PetroCaribe fuel supplies under threat
Dr Ralph Gonsalves
Front Page
June 15, 2018
PetroCaribe fuel supplies under threat

Financial sanctions imposed on Venezuela by the United States are hurting this region’s Petrocaribe agreement.

On Wednesday a news report out of Antigua and Barbuda claimed that Petróleos de Venezuela, S.A. (PDVSA) was suspending petroleum deliveries to several Caribbean countries in its Petrocaribe agreement, including St. Vincent and the Grenadines (SVG). The move, the report said, was due to falling crude production and low refinery utilisation.

On Thursday, however, Prime Minister Dr. Ralph Gonsalves dismissed the report, telling reporters they had not received any official communication from PDVSA, Venezuela’s state-run oil and gas company, suspending petroleum deliveries to any Caribbean countries signed on to the agreement.

Reports are though that the challenge relates to beneficiary countries not being able to receive fuel from Venezuela as sanctions imposed on that country by the US means it cannot afford to pay shipping costs.

But Dr. Gonsalves, speaking at Cabinet Room during a press briefing, said Venezuela would have communicated with SVG if petroleum deliveries had been suspended.

“They would communicate to us if it were true and the Venezuelan ambassador … here I contacted him, and he said he would find out and he didn’t get any information either,” the PM added.

Venezuela’s ambassador in SVG is Francisco M. Perez Santana.

Describing current times as “an era of fake news”, Gonsalves said what is troubling the Petrocaribe deal is not Venezuela, but the sanctions imposed on that country by the US.

On 24 August 2017, President Donald Trump signed an Executive Order imposing additional sanctions on Venezuela. That order imposed sanctions aimed primarily at the Government of Venezuela and the Venezuelan oil industry, are in response to the “deepening political and humanitarian crisis” there.

It prohibits American companies and citizens from engaging in any transactions related to providing financing for a wide range of activities.

Gonsalves added: “The impact is for Venezuela, but it is affecting us because this year, for instance, we have had two shipments of fuel from Petrocaribe.”

Ambassador Santana also explained to SEARCHLIGHT that sanctions have made it difficult for Venezuela to pay the ships that bring the fuel to places like SVG.

Perez Santana

“We have some difficulty to get the ships to come here. We don’t know if we can pay the rent for the ship if they (US) don’t allow us to get money,” he added, while stressing that Venezuela had no intention of dropping the Petrocaribe agreement.

“All that we were doing with the Caribbean we are going to keep all of that,” the diplomat said. “We are not to suspend anything. We have difficulty [but] we can serve the countries. They can pay us and President Maduro has ratified the policy (Petrocaribe). What we are doing is established…

“When the sanctions allow us to receive money for our petroleum, when they stop blockade us financially with the banks, when they allow us to receive all the money, we can start. We can assure [you] that we are doing all we can do.

“We are trying to move the ship … but while the USA maintains the sanctions against our people — the financial sanction, the bank sanction — they also try to stop the ship when they are coming to our country.”

Meanwhile, the Prime Minister added: “How the sanctions come into play here is that the vessels which bring the fuel are private… As I understand it, PDVSA has to pay the vessels which are foreign owned through banks. If the money goes through an American or Canadian corresponding bank they would seize [it] because of the sanctions so they have to find ways to pay them and I know they have been having difficulties…”

He noted that up to press time, St Vincent had nearly 12,000 barrels of diesel in storage, over 4,000 barrels of gasoline and about 288 barrels of LPG — less than three months supply.

The PM noted that the US sanctions have also affected a number of local projects.

“We are affected in two ways.
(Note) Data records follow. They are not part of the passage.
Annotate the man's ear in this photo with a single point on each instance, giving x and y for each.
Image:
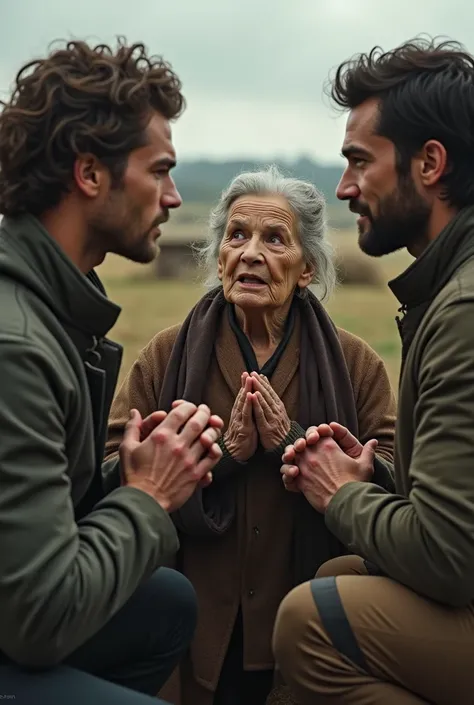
(432, 163)
(89, 175)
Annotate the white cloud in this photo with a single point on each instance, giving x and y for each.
(252, 72)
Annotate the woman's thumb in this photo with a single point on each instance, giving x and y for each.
(132, 429)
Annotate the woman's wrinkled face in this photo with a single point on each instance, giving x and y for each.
(260, 258)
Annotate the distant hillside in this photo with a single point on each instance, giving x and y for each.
(202, 181)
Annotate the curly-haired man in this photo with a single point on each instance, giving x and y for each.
(86, 611)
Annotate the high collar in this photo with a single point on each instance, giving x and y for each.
(31, 256)
(427, 275)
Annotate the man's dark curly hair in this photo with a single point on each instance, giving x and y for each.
(426, 91)
(79, 99)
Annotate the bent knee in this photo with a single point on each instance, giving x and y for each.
(175, 591)
(344, 565)
(293, 618)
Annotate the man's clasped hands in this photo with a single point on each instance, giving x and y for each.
(183, 445)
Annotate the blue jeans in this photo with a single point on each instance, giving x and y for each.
(127, 661)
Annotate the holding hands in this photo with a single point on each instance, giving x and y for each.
(258, 413)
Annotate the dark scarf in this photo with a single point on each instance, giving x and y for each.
(325, 395)
(421, 282)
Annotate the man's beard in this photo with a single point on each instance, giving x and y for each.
(119, 232)
(401, 222)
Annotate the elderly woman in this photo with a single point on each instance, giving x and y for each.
(261, 351)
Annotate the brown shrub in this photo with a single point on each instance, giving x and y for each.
(356, 269)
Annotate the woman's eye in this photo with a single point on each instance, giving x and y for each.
(275, 240)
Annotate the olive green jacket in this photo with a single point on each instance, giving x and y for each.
(70, 555)
(423, 536)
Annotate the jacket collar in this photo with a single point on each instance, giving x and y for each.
(428, 274)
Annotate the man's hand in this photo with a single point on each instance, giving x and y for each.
(171, 462)
(344, 438)
(327, 458)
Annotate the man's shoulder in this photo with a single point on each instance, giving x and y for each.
(25, 322)
(460, 288)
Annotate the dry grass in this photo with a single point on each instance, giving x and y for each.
(149, 305)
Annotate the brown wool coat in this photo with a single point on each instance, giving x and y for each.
(250, 563)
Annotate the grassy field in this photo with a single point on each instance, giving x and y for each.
(149, 305)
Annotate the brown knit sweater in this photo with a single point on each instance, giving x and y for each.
(249, 564)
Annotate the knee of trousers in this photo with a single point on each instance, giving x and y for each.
(169, 592)
(313, 615)
(292, 621)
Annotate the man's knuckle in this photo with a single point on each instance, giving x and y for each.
(195, 425)
(160, 436)
(179, 449)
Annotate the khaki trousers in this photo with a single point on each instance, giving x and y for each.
(363, 639)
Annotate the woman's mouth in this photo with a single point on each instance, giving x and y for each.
(250, 282)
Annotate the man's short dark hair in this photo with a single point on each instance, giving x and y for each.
(426, 91)
(79, 99)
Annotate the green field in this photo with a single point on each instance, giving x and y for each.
(149, 305)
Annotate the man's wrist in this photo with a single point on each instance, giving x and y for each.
(150, 489)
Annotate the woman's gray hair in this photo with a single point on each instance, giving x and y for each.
(308, 205)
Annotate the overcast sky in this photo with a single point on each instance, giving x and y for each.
(252, 72)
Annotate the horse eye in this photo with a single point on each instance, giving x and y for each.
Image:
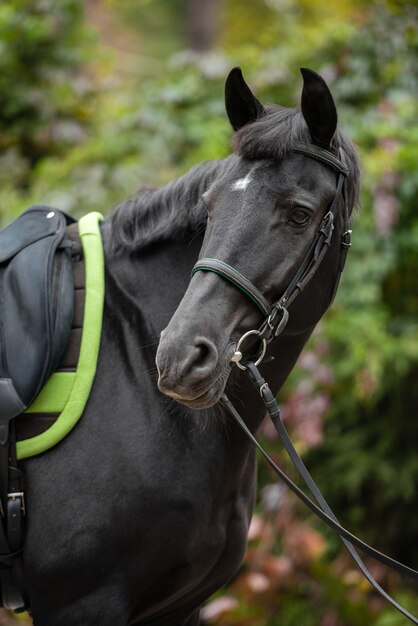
(300, 217)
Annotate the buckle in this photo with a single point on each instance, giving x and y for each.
(13, 496)
(346, 238)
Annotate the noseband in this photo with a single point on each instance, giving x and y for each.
(277, 315)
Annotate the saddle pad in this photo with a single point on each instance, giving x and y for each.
(36, 304)
(62, 400)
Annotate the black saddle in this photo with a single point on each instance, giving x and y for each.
(36, 304)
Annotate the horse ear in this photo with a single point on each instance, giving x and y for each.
(318, 108)
(241, 105)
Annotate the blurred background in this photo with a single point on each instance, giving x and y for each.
(100, 97)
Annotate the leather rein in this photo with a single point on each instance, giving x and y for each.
(276, 318)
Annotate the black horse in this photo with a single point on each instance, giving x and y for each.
(142, 512)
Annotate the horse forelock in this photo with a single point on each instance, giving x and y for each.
(176, 211)
(275, 134)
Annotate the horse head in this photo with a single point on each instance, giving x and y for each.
(269, 238)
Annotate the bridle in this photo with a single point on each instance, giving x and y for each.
(276, 317)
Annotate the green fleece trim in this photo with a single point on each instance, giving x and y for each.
(68, 392)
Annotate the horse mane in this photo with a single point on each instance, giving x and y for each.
(176, 211)
(173, 212)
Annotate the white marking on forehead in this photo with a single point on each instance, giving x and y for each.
(242, 183)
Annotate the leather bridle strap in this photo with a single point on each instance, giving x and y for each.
(323, 511)
(236, 278)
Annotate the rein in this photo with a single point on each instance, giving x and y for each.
(276, 317)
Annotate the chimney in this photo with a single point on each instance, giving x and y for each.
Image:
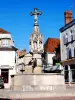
(68, 16)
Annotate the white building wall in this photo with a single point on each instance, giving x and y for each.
(7, 58)
(49, 58)
(64, 47)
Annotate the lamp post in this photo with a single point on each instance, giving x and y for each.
(22, 70)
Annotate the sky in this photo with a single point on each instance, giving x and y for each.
(15, 18)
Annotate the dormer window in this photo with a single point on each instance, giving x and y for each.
(5, 42)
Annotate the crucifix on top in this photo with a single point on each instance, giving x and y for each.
(35, 14)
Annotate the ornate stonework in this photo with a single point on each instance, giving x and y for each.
(36, 38)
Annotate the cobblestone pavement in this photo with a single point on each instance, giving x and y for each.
(46, 98)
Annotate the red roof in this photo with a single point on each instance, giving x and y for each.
(2, 31)
(51, 44)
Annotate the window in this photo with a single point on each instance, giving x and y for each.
(71, 35)
(69, 53)
(65, 38)
(5, 42)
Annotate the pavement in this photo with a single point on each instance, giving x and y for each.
(66, 94)
(44, 95)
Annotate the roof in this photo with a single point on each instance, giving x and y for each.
(67, 26)
(51, 44)
(2, 31)
(21, 53)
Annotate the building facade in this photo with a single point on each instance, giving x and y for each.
(49, 53)
(36, 39)
(7, 57)
(67, 43)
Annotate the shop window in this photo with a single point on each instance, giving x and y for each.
(5, 75)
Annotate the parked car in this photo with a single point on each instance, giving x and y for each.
(1, 83)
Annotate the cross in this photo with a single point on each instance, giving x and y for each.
(35, 14)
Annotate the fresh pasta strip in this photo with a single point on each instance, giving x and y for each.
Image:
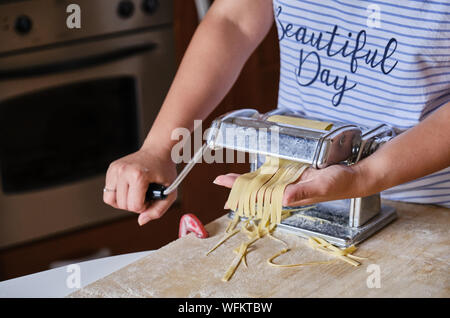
(226, 237)
(241, 255)
(343, 254)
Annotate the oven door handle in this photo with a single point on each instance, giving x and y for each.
(77, 63)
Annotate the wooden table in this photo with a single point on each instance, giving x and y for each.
(412, 255)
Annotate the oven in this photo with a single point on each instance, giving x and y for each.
(71, 101)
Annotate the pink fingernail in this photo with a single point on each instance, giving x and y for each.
(143, 219)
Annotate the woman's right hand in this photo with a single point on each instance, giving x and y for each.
(127, 181)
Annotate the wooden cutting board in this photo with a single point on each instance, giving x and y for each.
(412, 255)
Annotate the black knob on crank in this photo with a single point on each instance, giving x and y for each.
(155, 192)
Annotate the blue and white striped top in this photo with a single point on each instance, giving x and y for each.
(368, 62)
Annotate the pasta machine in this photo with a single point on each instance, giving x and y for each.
(340, 222)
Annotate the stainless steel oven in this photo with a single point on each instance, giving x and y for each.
(71, 101)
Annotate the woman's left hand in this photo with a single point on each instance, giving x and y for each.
(316, 185)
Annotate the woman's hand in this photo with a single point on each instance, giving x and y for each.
(128, 179)
(332, 183)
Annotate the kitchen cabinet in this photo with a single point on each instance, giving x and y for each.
(256, 87)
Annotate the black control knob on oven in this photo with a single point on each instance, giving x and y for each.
(125, 9)
(23, 24)
(150, 6)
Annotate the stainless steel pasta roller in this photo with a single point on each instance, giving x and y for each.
(341, 222)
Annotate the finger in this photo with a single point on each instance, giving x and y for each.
(122, 194)
(226, 180)
(109, 197)
(156, 210)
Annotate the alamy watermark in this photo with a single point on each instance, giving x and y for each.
(265, 140)
(374, 278)
(73, 20)
(73, 280)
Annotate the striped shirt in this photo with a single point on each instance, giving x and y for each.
(366, 63)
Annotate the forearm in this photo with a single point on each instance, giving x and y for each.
(212, 63)
(417, 152)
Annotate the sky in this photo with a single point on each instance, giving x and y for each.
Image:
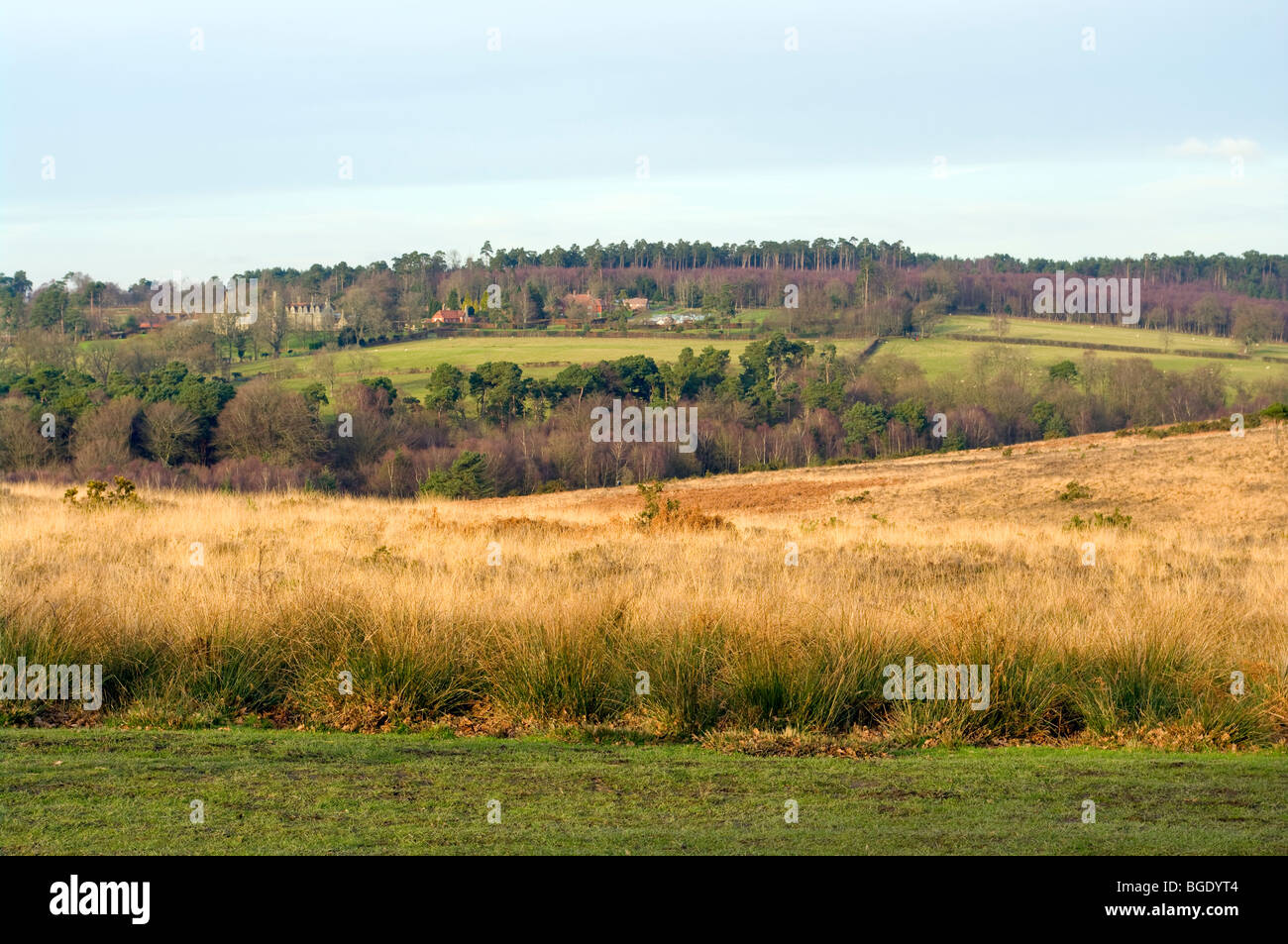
(138, 140)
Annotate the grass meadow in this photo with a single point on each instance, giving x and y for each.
(539, 613)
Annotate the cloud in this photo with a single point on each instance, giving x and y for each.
(1223, 147)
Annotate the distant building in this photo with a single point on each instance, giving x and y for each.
(451, 316)
(590, 303)
(314, 317)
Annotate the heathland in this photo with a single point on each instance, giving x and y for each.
(1124, 588)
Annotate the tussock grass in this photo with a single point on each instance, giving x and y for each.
(954, 559)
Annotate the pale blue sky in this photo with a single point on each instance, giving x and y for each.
(226, 158)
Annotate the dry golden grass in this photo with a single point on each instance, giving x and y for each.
(960, 558)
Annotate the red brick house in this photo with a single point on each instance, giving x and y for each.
(590, 303)
(451, 316)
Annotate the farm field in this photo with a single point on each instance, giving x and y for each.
(408, 364)
(288, 792)
(1104, 334)
(940, 356)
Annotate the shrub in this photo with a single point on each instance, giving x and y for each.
(468, 478)
(1073, 491)
(98, 494)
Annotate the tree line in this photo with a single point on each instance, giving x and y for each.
(494, 430)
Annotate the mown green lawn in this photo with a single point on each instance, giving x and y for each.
(107, 790)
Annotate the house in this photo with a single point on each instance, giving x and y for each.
(450, 316)
(587, 301)
(314, 317)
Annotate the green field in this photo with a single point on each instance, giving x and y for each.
(104, 790)
(544, 356)
(410, 364)
(939, 355)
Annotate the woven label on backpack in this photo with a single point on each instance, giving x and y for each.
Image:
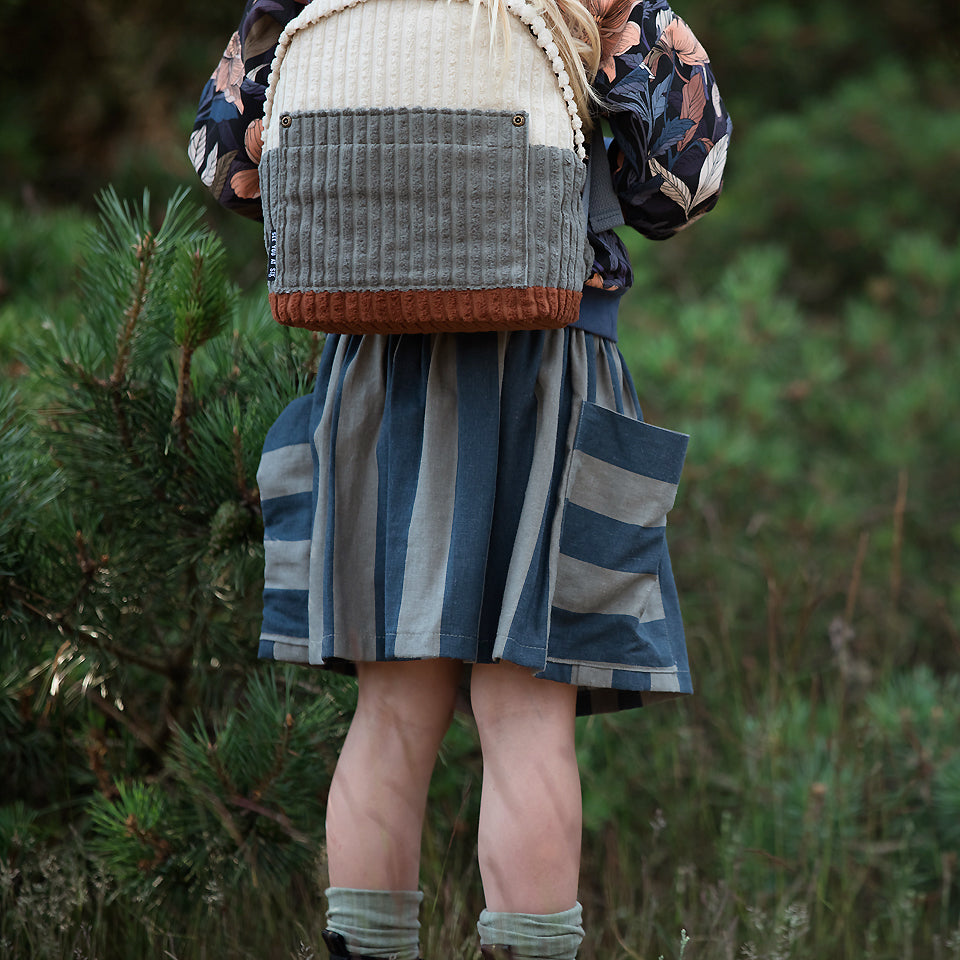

Immediately on the fiscal side with government revenues, there are projects which we have earmarked to be financed by Petrocaribe funds like, for instance, the SETT programme, some housing. About $10 million was to finance programmes out of Petrocaribe this year,” Gonsalves added.

He said that the sanctions “have made it clear that we are not going to get $10 million in long term financing from Petrocaribe and because of this, we have to find other sources to finance things for which Petrocaribe funds were earmarked”.

“The second thing is that VINLEC has to go to one of the other providers and they have relationships with both providers — SOL or Rubis to get fuel. At the moment VINLEC’s tanks are filled and the tank at the Hugo Chavez storage plant down at Lowmans has nearly 12,000 barrels,” the Prime Minister revealed.